Tak, Sehun był teraz jeszcze bardziej rozluźniony, dzięki czemu mógł odczuwać przyjemność podwójnie. Przeniósł swoją dłoń z boku na pośladek Luhana i nieświadomie ją zacisnął. Lu stał się w tamtym momencie prawdziwym ogierem. Przygryzł szyję młodszego trochę mocniej, a następnie zszedł ustami na jego prawego sutka, którego zaczął ssać. Sehun jęknął cicho i przygryzł wargę, by już więcej nie wydawać takich dźwięków. Szkoda, bo Luhan lubił ich słuchać. Podniósł głowę, uśmiechnął się i przesunął kciukiem po ustach młodszego.

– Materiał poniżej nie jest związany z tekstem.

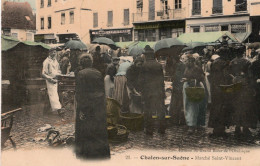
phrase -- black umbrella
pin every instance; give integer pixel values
(168, 47)
(106, 41)
(75, 45)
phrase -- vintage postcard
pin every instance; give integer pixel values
(130, 82)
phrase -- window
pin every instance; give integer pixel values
(71, 17)
(139, 4)
(95, 20)
(110, 18)
(126, 16)
(29, 37)
(224, 27)
(49, 2)
(196, 7)
(42, 23)
(238, 28)
(62, 18)
(146, 35)
(15, 35)
(212, 28)
(151, 10)
(195, 29)
(165, 33)
(217, 6)
(7, 32)
(177, 32)
(49, 22)
(177, 4)
(241, 5)
(42, 3)
(165, 6)
(141, 35)
(150, 35)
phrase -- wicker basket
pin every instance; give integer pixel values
(113, 111)
(111, 130)
(132, 121)
(121, 136)
(231, 88)
(195, 94)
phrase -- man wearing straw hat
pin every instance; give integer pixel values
(50, 71)
(152, 91)
(220, 114)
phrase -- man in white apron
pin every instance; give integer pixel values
(50, 71)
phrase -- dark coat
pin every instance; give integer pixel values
(91, 137)
(254, 71)
(99, 63)
(152, 79)
(244, 99)
(220, 114)
(153, 93)
(111, 71)
(132, 75)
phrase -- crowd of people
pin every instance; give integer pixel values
(222, 80)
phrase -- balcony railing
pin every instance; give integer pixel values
(160, 15)
(196, 11)
(217, 10)
(241, 7)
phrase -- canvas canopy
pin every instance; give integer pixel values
(9, 43)
(206, 37)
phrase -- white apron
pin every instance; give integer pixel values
(51, 69)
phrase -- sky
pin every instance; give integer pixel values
(32, 3)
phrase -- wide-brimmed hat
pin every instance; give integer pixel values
(115, 59)
(148, 50)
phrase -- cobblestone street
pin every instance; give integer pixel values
(26, 136)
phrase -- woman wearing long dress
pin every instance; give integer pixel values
(91, 138)
(194, 111)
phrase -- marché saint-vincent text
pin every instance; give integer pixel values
(151, 157)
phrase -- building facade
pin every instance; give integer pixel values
(159, 19)
(255, 19)
(18, 20)
(143, 20)
(220, 15)
(62, 20)
(112, 19)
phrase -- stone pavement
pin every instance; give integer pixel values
(26, 136)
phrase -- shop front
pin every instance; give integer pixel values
(239, 25)
(255, 36)
(117, 35)
(154, 31)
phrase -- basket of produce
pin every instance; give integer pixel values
(111, 130)
(137, 99)
(195, 94)
(120, 136)
(231, 88)
(132, 121)
(113, 111)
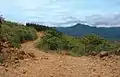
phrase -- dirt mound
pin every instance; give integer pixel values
(10, 55)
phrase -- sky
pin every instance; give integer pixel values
(105, 13)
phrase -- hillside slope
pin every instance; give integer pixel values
(82, 30)
(54, 65)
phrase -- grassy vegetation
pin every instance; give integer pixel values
(57, 41)
(16, 33)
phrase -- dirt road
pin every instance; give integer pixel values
(54, 65)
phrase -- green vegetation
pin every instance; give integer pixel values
(16, 33)
(57, 41)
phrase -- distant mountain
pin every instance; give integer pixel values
(112, 33)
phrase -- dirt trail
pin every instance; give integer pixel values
(54, 65)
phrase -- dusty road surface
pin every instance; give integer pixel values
(54, 65)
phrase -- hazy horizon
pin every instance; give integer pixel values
(63, 12)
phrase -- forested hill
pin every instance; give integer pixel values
(112, 33)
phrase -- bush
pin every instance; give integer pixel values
(16, 33)
(56, 41)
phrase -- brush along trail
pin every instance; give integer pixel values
(56, 65)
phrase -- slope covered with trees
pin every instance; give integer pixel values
(112, 33)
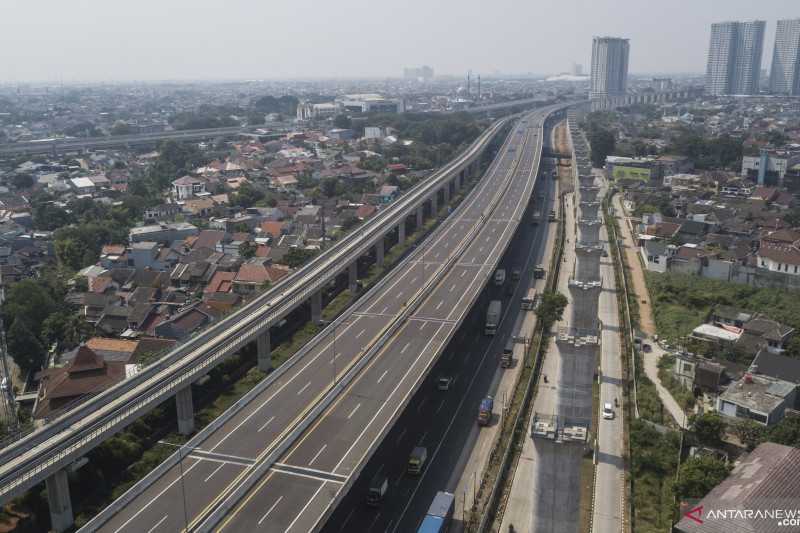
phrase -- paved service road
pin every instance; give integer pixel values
(310, 478)
(445, 422)
(610, 477)
(220, 462)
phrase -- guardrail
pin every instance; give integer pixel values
(159, 381)
(505, 470)
(240, 491)
(495, 261)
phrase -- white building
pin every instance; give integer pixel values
(609, 66)
(188, 187)
(734, 57)
(785, 73)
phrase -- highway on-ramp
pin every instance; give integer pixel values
(220, 461)
(301, 489)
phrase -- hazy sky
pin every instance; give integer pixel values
(105, 40)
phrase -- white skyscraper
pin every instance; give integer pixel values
(734, 57)
(609, 66)
(784, 77)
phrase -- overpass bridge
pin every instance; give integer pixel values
(258, 469)
(48, 452)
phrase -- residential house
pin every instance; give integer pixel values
(255, 274)
(87, 374)
(187, 187)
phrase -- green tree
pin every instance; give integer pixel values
(65, 328)
(750, 433)
(28, 301)
(24, 347)
(786, 432)
(602, 143)
(698, 475)
(551, 308)
(709, 428)
(297, 257)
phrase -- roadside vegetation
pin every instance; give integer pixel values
(682, 302)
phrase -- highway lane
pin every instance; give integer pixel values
(76, 432)
(448, 428)
(341, 440)
(610, 477)
(229, 451)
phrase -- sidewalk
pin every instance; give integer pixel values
(646, 321)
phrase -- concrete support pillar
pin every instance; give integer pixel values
(264, 350)
(316, 307)
(352, 275)
(379, 252)
(58, 500)
(183, 400)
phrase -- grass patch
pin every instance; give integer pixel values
(681, 302)
(654, 462)
(682, 395)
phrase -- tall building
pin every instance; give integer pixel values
(609, 66)
(734, 57)
(784, 77)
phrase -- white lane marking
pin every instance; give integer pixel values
(214, 472)
(157, 524)
(157, 496)
(421, 404)
(303, 510)
(346, 520)
(316, 456)
(268, 422)
(274, 505)
(353, 411)
(441, 404)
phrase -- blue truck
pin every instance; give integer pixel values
(440, 514)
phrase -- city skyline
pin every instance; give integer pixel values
(214, 42)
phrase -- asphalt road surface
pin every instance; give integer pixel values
(218, 463)
(309, 479)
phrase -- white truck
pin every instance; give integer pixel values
(499, 277)
(493, 314)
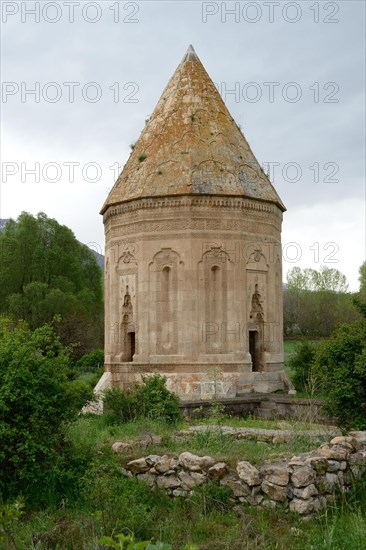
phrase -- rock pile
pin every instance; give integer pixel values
(304, 484)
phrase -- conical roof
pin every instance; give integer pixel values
(191, 145)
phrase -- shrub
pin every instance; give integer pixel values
(340, 365)
(36, 400)
(120, 406)
(151, 399)
(91, 362)
(155, 400)
(301, 364)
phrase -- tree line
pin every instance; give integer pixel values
(315, 302)
(48, 276)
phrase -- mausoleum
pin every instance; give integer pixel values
(193, 273)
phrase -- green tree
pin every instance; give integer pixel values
(359, 299)
(36, 400)
(340, 368)
(45, 272)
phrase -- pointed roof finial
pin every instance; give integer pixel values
(190, 54)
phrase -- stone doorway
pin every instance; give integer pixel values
(253, 349)
(131, 346)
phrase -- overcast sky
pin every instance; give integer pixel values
(296, 72)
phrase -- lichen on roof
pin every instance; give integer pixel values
(191, 145)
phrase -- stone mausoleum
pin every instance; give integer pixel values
(193, 276)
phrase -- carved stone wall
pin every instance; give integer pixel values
(191, 282)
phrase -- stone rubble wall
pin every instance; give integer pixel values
(304, 483)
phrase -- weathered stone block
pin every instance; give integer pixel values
(248, 473)
(275, 492)
(168, 482)
(335, 452)
(218, 471)
(138, 466)
(302, 476)
(195, 463)
(276, 473)
(306, 492)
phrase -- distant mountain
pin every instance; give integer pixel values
(99, 257)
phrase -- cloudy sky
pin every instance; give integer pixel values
(80, 78)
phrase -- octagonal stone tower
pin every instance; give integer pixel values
(193, 277)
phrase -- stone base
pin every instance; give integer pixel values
(201, 381)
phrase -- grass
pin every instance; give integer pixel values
(93, 432)
(109, 503)
(205, 519)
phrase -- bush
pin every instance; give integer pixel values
(91, 362)
(301, 364)
(120, 406)
(340, 365)
(36, 400)
(155, 400)
(151, 399)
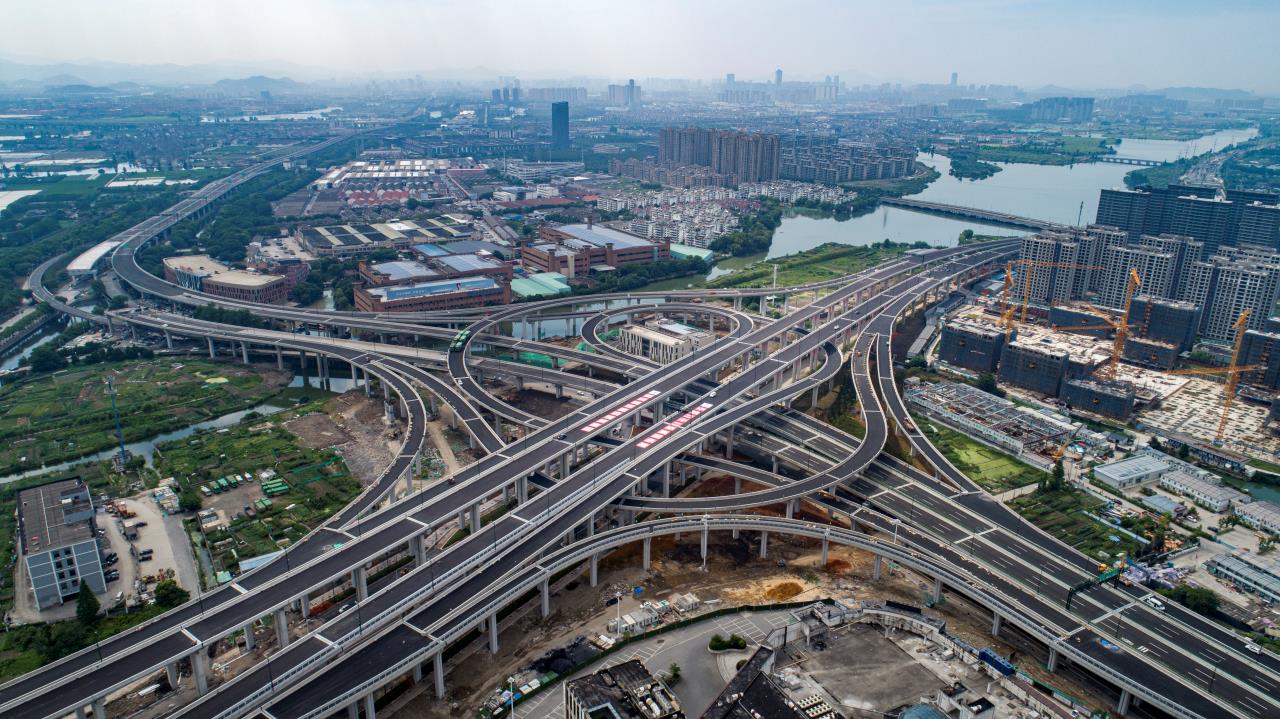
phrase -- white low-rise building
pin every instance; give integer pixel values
(1261, 516)
(1134, 471)
(1214, 497)
(663, 342)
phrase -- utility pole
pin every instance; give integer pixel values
(123, 457)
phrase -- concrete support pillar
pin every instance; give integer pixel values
(200, 671)
(1125, 701)
(360, 580)
(438, 671)
(282, 627)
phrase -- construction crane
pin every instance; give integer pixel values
(1027, 278)
(1233, 372)
(1119, 325)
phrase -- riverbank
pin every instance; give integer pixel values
(828, 261)
(51, 418)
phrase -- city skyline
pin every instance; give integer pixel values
(315, 42)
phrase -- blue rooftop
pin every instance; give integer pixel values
(430, 250)
(437, 287)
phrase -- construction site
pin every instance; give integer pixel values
(1115, 366)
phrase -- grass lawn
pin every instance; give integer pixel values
(813, 265)
(1063, 514)
(318, 481)
(993, 470)
(50, 418)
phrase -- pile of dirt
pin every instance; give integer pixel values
(784, 591)
(840, 567)
(318, 431)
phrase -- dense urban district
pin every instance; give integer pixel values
(644, 399)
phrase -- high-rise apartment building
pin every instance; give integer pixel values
(560, 124)
(743, 156)
(1239, 218)
(625, 95)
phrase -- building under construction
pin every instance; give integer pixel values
(972, 346)
(1151, 352)
(1164, 320)
(1034, 366)
(1105, 398)
(990, 418)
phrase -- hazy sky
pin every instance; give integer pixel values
(1028, 42)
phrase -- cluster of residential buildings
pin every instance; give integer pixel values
(794, 191)
(832, 161)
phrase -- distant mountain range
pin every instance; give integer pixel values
(122, 76)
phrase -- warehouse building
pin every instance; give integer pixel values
(1252, 573)
(575, 251)
(1211, 495)
(970, 346)
(58, 539)
(1134, 471)
(1110, 399)
(1034, 367)
(201, 273)
(433, 296)
(1261, 516)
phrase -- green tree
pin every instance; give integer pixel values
(987, 383)
(169, 594)
(45, 358)
(86, 605)
(190, 500)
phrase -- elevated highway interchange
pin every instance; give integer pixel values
(567, 474)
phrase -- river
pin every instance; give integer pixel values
(1060, 193)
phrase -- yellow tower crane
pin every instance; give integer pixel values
(1233, 372)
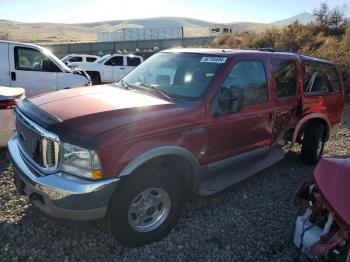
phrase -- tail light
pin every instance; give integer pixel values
(7, 103)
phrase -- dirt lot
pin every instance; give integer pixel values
(251, 221)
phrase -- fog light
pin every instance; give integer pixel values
(97, 174)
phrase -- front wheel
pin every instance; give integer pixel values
(145, 206)
(313, 143)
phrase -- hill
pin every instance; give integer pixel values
(87, 32)
(303, 18)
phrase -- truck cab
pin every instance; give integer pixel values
(36, 69)
(109, 68)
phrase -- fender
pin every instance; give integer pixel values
(160, 151)
(307, 118)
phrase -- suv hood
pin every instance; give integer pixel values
(332, 177)
(90, 111)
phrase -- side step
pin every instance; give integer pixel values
(239, 172)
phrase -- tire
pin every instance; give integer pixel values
(313, 143)
(127, 207)
(95, 77)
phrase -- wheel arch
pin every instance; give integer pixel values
(310, 119)
(180, 160)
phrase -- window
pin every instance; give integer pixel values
(250, 78)
(286, 77)
(90, 59)
(76, 59)
(115, 61)
(181, 75)
(28, 59)
(133, 61)
(320, 79)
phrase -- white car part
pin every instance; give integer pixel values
(306, 233)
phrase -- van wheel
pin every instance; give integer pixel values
(95, 77)
(313, 143)
(145, 206)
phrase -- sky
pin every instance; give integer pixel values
(221, 11)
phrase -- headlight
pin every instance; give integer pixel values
(81, 162)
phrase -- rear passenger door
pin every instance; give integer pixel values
(322, 86)
(286, 73)
(246, 129)
(4, 65)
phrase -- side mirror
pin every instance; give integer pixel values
(230, 100)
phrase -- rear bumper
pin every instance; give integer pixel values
(59, 196)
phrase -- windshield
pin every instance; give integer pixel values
(58, 62)
(66, 58)
(102, 59)
(177, 74)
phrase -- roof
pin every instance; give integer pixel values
(262, 52)
(315, 59)
(19, 43)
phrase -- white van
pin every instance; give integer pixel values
(109, 68)
(82, 58)
(36, 69)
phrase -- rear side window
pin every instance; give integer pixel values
(115, 61)
(286, 77)
(250, 77)
(90, 59)
(28, 59)
(320, 79)
(76, 59)
(133, 61)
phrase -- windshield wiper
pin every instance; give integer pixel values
(156, 90)
(122, 83)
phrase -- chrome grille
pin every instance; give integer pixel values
(39, 145)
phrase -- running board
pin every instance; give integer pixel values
(240, 172)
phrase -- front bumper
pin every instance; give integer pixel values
(57, 195)
(7, 127)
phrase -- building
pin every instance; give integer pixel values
(144, 33)
(217, 29)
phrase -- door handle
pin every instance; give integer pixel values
(13, 76)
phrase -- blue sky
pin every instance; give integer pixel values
(80, 11)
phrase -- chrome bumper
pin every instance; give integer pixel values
(57, 195)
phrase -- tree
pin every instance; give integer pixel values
(330, 21)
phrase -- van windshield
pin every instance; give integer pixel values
(57, 61)
(102, 59)
(184, 75)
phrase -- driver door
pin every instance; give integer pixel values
(26, 71)
(241, 123)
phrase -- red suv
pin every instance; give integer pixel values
(186, 120)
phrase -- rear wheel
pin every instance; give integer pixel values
(145, 206)
(313, 143)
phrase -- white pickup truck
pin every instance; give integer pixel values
(109, 68)
(36, 69)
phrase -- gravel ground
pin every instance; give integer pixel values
(251, 221)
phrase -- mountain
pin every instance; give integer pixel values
(303, 18)
(87, 32)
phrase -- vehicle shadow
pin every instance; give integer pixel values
(4, 162)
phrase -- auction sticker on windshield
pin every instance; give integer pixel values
(214, 59)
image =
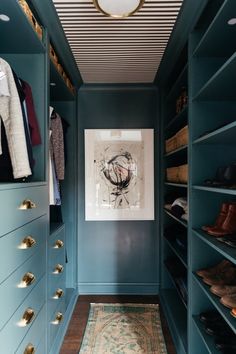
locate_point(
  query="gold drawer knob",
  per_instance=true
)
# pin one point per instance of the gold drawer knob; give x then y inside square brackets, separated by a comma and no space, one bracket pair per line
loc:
[58,269]
[27,204]
[58,318]
[58,244]
[30,349]
[58,293]
[27,317]
[27,242]
[27,280]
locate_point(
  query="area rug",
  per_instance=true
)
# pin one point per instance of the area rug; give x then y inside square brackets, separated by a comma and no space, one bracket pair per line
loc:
[123,329]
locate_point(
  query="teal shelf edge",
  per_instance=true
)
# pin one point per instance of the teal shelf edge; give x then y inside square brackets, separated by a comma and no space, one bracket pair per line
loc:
[220,247]
[180,149]
[218,86]
[176,184]
[224,135]
[177,290]
[177,251]
[177,82]
[215,300]
[179,120]
[216,190]
[206,338]
[176,316]
[182,222]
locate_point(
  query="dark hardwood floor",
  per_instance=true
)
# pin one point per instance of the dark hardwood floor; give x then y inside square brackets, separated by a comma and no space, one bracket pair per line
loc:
[74,335]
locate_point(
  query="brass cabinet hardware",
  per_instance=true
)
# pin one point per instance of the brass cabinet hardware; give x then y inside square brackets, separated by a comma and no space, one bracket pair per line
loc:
[27,317]
[27,204]
[58,244]
[27,242]
[58,293]
[58,318]
[30,349]
[27,280]
[58,269]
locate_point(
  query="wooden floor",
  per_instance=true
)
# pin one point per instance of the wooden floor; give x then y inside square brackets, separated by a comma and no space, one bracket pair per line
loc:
[74,335]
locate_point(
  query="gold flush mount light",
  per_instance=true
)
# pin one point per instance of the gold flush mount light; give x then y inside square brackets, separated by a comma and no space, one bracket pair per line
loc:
[118,8]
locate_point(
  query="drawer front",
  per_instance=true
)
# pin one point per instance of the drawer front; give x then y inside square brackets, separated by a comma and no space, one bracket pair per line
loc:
[56,244]
[16,329]
[14,212]
[19,245]
[36,334]
[55,323]
[13,291]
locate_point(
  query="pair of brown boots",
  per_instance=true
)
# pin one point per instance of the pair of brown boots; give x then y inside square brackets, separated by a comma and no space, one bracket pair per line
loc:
[222,278]
[225,223]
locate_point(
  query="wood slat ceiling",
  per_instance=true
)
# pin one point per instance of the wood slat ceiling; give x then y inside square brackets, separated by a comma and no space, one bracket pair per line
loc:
[109,50]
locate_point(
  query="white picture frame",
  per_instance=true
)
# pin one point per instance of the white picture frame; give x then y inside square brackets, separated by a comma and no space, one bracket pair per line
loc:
[119,174]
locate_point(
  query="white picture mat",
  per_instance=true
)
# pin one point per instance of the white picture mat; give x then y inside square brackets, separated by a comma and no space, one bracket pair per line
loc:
[97,139]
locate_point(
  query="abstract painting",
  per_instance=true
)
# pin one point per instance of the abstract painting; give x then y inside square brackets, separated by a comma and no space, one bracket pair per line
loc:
[119,174]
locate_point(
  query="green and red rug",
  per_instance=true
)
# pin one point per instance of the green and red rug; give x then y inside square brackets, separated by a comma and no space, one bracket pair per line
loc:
[123,329]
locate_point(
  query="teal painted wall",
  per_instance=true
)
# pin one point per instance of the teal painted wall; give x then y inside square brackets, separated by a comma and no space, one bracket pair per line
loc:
[116,256]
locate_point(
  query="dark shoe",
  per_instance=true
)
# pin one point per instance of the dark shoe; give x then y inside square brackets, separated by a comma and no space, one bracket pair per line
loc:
[229,301]
[210,316]
[226,278]
[229,225]
[220,218]
[218,268]
[222,290]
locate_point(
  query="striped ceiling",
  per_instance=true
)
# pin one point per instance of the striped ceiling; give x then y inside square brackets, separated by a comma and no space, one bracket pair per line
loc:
[109,50]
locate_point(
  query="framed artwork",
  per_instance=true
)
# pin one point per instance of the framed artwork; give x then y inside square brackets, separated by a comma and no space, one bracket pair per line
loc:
[119,174]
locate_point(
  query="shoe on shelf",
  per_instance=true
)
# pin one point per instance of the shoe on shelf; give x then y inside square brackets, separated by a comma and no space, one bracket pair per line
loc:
[224,278]
[218,268]
[210,316]
[220,218]
[222,290]
[229,225]
[233,313]
[229,301]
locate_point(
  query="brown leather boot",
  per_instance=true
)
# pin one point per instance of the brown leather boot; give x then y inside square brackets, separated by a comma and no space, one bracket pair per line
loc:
[216,269]
[220,218]
[229,225]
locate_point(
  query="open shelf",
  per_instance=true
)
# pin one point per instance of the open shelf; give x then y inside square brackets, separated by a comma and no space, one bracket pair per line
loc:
[178,122]
[177,251]
[182,222]
[216,190]
[222,248]
[224,311]
[224,135]
[176,316]
[17,35]
[214,42]
[206,338]
[221,85]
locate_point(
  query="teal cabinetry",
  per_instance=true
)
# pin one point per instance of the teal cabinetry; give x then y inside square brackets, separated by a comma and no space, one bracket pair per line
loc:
[210,74]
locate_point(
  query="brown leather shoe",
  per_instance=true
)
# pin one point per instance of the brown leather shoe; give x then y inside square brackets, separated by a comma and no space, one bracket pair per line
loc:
[229,225]
[229,301]
[218,268]
[222,290]
[220,218]
[224,278]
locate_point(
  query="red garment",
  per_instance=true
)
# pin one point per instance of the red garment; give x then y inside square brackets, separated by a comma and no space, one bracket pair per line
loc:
[31,114]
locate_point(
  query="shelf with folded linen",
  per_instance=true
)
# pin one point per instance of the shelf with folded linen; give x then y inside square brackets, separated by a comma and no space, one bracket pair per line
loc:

– Proszę, nie powstrzymuj się. Masz piękny głos, kotku, chcę go słyszeć – poprosił, wciąż słodko się uśmiechając. Sehun nie mógł mu odmówić. Zwłaszcza, że po chwili poczuł, jak Luhan opuszkami palców pieści wewnętrzną stronę jego uda. Nie wiedział już, czy patrzeć mu w oczy, czy na tę nieziemsko pociągająca w tym momencie dłoń starszego. Stwierdził więc ostatecznie, że najprościej będzie po prostu zamknąć swoje oczy i całkowicie się zrelaksować. Cały sters w tym momencie jakby sie ulotnił. Teraz czul się przy ukochanym bezpiecznie, a co ważniejsze, czuł się potrzebny, czuł, że do kogoś nalezy, a tego potrzebował już od całkiem długiego czasu.
– H…hyung – szepnął cicho, czująć jak dłoń Luhana pracuje, by tylko bardziej młodszego nakręcić. Nie wodził nia bowiem tylko po udzie, ale również i zachaczał nią co jakiś czas o jego krocze.
– Nawet nie wiesz jak bardzo cię pragnę. Jesteś taki piękny – rzekł Luhan i ponownie pocałował namiętnie. W końcu Sehun zdecydował się zrobić całkiem odważną, jak na siebie rzecz. Złapał starszego za dłoń i położył ją na swoim członku, by w ten sposób pokazać mu, że może pójść o krok dalej. Luhan musiał przyznać że trochę go ten ruch zdziwił, bo był pewny, że to on będzie musiał przekonywać młodszego do wszystkiego. Ale wyglądało na to, że Sehun także był ciekawy, jak to wygląda.
Szybko znalazł się nad nim. Powoli poruszając dłonią po męskości młodszego, ponownie złączył ich usta, Zauważył, że Sehun całował pewniej i odważniej, jakby chciał pokazać ukochanemu, że jest już gotowy i że chce czegoś więcej. Luhan oczywiście nie miał zamiaru odbierać mu tej przyjemności, ale wiedział też, że nie może się spieszyć. W końcu nie chciał zrobić mu krzywdy.
– Czyżbym odkrył twoją drugą stronę? – spytał, gdy odsunęli się od siebie, by odetchnąć. Przyspieszył ruchy dłoni a Sehun otworzył usta, lecz wydobył się z nich tylko głośny pomruk rozkoszy.
– Drugą…?
– Tą niegrzeczną. Już nie wiem, czy wolę tego słodkiego Sehuna czy tego seksownego – Luhan westchnął, ale zaraz potem uśmiechnął się, by młodszy nie wziął tego na serio.
– Tej drugiej jeszcze do końca nie poznałeś – Sehun zdążył wydukać tylko tyle, bo zaraz potem ponownie jęknął.
– No to muszę ją poznać.- chwilkę popatrzyli sobie w oczy, po czym ponownie złączyli swoje usta w namiętnym pocałunku. Nie przejmowali się tym, że ktoś może im przerwać, zapewne nawet by się nie zorientowali, ponieważ tak bardzo byli przejęci sobą.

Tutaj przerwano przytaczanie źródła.